History has lumped Delaney's boisterous yarn concerning clever clogs teenage school-girl Jo and her extended dysfunctional family in with the kitchen-sink social-realist set by way of Tony Richardson's big-screen version. In truth, it is more playful than that, both in its writing and playing style.

If anything, the straight-to-audience asides need accentuated more on Janet Bird's revolving boarding house set, as if the characters are doing a turn in the local social club. Delaney's writing is peppered throughout with enough acerbic bon mots and witheringly dry put-downs to resemble a series of heightened routines played to the max by Rebecca Ryan's stern-faced Jo and Lucy Black as her bottled-blonde mother, Helen.

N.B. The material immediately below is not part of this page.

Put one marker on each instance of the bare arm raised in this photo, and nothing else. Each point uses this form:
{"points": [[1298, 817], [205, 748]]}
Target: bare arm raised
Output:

Helen is a terminal survivor living on her faded looks with a succession of cash-flashing fancy-men, the latest of which comes in the form of Keith Fleming's eye-patched big-mouth, Peter. Jo's escape comes through a street-smart precociousness and a blossoming artistic temperament nipped cruelly in the bud when she falls pregnant by Adrian Decosta's black sailor, and sets up a home of sorts with Charlie Ryan's gay art student, Geoffrey.

It's hard to convey just how shocking all this was back in 1958, and the play is crying out for a radical re-invention. This isn't it, but through a winning set of performances, it remains a loving depiction of a play that paved the cobbled way for a grittier, wittier form of play for today.